Be the voice for change, advises Rebecca M. Patton, RN, CNOR, FAAN, the past two-term president of the American Nurses Association (ANA) and the book's co-author. Nurses Making Policy will be released Nov. 20.

Patton, the Atkinson Scholar in Perioperative Nursing at the Frances Payne Bolton School of Nursing at Case Western Reserve University, edited the book with Margarete L. Zalon, PhD, RN, ACNS-BC, FAAN, professor of nursing at the University of Scranton, Scranton, Penn., and a past president of the American Nurses Foundation; and Ruth Ludwick, PhD, RN-BC, CNS, professor emeritus of nursing at Kent State University and nurse researcher at Robinson Memorial Hospital, Ravenna, Ohio.

The co-editors will donate all book royalties to endow the $2 million Washington Fellows program, administered by the American Nurses Foundation, the philanthropic arm of the ANA.

The Washington Fellows program provides support and opportunities for nurses to gain experience working with White House and Congressional policymakers.
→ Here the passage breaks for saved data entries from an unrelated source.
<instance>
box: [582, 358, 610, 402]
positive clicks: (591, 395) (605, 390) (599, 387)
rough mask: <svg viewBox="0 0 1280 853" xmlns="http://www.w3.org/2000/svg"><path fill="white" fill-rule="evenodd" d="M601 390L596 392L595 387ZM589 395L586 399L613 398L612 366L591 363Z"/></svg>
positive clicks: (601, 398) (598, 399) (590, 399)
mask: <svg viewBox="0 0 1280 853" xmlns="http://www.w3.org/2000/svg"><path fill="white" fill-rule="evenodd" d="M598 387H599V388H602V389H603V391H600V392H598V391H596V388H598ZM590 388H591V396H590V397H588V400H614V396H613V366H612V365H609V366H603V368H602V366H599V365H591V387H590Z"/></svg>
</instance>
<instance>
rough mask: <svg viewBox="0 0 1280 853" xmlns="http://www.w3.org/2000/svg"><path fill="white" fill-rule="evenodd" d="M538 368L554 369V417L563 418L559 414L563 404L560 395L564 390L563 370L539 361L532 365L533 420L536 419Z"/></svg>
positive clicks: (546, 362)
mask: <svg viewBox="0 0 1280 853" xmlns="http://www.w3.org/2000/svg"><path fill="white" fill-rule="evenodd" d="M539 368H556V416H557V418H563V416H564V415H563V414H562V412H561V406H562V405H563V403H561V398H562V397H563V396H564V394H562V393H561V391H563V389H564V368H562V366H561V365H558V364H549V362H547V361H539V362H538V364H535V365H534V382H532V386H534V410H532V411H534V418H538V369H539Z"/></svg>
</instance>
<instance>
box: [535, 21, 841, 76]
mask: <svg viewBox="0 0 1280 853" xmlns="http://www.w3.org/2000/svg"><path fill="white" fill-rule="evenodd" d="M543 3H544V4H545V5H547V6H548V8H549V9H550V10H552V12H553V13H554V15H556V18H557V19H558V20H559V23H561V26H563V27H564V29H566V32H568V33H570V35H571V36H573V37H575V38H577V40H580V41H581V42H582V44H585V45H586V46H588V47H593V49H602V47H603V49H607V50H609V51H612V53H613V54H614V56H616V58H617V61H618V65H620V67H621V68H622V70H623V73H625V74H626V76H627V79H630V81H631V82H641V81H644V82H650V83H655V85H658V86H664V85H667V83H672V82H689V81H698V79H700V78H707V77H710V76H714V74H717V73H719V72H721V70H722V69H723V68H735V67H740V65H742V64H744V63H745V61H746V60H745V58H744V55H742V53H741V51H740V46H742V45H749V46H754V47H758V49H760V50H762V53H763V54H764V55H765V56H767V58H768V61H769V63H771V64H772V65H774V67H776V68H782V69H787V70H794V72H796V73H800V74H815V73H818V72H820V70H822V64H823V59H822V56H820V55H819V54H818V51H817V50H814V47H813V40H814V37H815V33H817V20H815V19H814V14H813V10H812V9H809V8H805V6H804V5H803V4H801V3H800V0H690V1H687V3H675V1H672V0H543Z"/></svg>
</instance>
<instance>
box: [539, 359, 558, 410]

In the book's forward, Joyce Fitzpatrick, the Elizabeth Brooks Ford Professor of Nursing at CWRU, the chairperson of the American Nurses Foundation and a past president of the American Academy of Nursing, writes: "The legacy of this commitment is far-reaching, as each new Fellow will build on the successes of his or her predecessors."

Involvement in the fellowship program takes the nursing agenda to a new level of influence, Fitzpatrick said, and the book offers suggestions on how to move the nursing profession forward.

Nurses Making Policy guides professional nurses and graduate-level nursing students in health care policies class through the step-by-step process to influence policy makers. This how-to process sets the book apart from other health care policy books, Patton said.

Patton draws from her experience as often the lone nurse's voice in discussions with health care policymakers to help shape the Affordable Care Act. That experience inspired her to draw other nurses into the process.

Topics covered in the book include learning social skills to build solid relationships, finding a mentor for advice, understanding the media and more.

"The skills to change policy are the same at all levels," with opportunities for everyone to contribute to making policies, Patton said. "Nurses bring a front-row view of what's happening and are in an incredible position to offer ideas that resolve issues."